Trucos a orillas del Támesis
La obra de Juan Muñoz vuelve a los seis años de su muerte al lugar donde triunfó, la Tate Modern
Faltaban dos meses para su muerte y tenía a Londres a sus pies. Dos meses y su voz quedaría enmudecida en junio de 2001 a causa de un aneurisma, como en una de esas inquietantes esculturas suyas en las que dos figuras hablan sin decirse nada. El español Juan Muñoz tenía 48 años, acababa de inaugurar en la imponente Sala de las Turbinas de la Tate Modern Doble atadura, y, simplemente, murió.
Las puertas del museo volvieron ayer a abrirse al universo de Muñoz. Y la ciudad en la que estudió y el escenario último de sus éxitos (con Doble atadura se convirtió, tras Louise Bourgeois, en el segundo artista que recibió el encargo anual de producir una obra para la Sala de Turbinas), se volvió a rendir a sus equívocos.
Fue un escultor que, sin renunciar a las nuevas tendencias, recuperó la figura
"Soy un contador de historias", dijo en 1987 para defenderse de algunas críticas
En la cuarta planta de la galería, los balcones acogían al visitante. No había nadie asomado a ellos. ¿O sí? Comenzaba el juego. La bienvenida a la inquietante tierra de nadie entre lo real y lo ilusorio. Y la enorme y capital retrospectiva que recorre la trayectoria de Muñoz en 70 piezas.
"Doble atadura fue la obra cumbre de su carrera, su capilla sixtina", afirmó ayer Vicente Todolí, el valenciano que dirige la institución desde 2003. Nacido en Madrid en 1953, Muñoz se formó en Londres y Nueva York, lo que le evitó el aislamiento general de los artistas españoles durante el franquismo. Para la crítica, Muñoz fue un escultor que, sin renunciar a las corrientes que mandaban en los ochenta y los noventa -conceptualismo, posminimalismo, arte povera-, recuperó la figura. La necesitaba para contar historias tomadas de "la literatura, la arquitectura, la mitología, la filosofía, la música, el cine, la poesía, el teatro y la magia y el ilusionismo", señaló Sheena Wagstaff, comisaria de la exposición.
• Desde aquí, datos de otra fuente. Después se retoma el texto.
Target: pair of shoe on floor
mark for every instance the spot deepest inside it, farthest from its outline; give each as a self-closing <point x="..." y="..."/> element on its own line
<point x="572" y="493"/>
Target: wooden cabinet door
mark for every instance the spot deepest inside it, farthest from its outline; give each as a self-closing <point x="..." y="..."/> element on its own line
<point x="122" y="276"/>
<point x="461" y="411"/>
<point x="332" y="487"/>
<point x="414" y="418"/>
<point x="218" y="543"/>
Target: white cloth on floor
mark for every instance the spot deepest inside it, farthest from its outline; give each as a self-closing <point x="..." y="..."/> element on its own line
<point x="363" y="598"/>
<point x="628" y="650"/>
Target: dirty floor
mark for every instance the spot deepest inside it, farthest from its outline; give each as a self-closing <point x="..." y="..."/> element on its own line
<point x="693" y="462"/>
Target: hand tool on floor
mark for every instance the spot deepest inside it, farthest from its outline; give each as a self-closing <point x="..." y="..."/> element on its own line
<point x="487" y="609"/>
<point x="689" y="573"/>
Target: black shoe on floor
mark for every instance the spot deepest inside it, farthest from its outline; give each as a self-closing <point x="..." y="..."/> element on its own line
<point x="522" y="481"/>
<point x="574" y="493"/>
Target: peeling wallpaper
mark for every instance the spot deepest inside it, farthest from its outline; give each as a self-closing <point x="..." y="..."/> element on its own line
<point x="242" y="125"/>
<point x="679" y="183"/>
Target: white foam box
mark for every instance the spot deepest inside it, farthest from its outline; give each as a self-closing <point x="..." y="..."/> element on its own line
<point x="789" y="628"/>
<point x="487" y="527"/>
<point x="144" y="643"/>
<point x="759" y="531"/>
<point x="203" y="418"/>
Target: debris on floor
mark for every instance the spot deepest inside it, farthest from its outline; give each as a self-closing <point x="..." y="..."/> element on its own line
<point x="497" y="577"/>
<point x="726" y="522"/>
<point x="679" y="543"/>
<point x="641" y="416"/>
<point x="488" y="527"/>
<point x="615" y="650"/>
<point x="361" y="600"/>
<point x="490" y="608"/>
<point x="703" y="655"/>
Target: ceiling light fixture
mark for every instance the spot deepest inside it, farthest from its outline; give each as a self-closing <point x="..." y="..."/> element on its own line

Esas figuras parecían humanas, pero no necesariamente lo eran. A veces enanos -con resonancias velazqueñas-, otras, bailarinas -Degas- con pies enterrados como un tentetieso. O figuras de idéntica fisonomía oriental, como el centenar que compone la instalación Many times (1999), esta vez con los pies cortados a ras del suelo, como atrapados por él.
Apasionado de los trucos de magia y de cartas, la erudición de Muñoz, que también fue ensayista, comisario de exposiciones y crítico, desborda en obras como The Wasteland (1987), inspirada en el poema de T. S. Eliot del mismo título, o The prompter (1988), que evoca la máxima borgiana de que "el olvido es una forma superior a la memoria".
Sus cuadernos de notas, señala Wagstaff, están cuajados de referencias a Beckett, Pirandello o Conrad... "Hace algunos meses, alguien me dijo que podía ver en mi trabajo una peligrosa inclinación a la literatura. Aunque me preocupó por un momento, me revolví en mi defensa y dije que, en efecto, soy un contador de historias", declaraba Muñoz en 1987.
"Es un montaje que responde al espíritu de Juan", señalaba ayer Cristina Iglesias, su viuda y, como él, artista. La escultora estuvo ayer acompañada por sus hijos, Lucía y Diego, y por su hermano Alberto, compositor, con su condición de candidato al Oscar recién estrenada.
Una vez cumplida su etapa en la Tate, el tributo al artista del lugar que tan cercano le fue, la exposición viajará al Guggenheim de Bilbao en junio -donde se instalará también Doble atadura, que no se ha expuesto al público desde 2001- y al Museu Serralves de Oporto en octubre.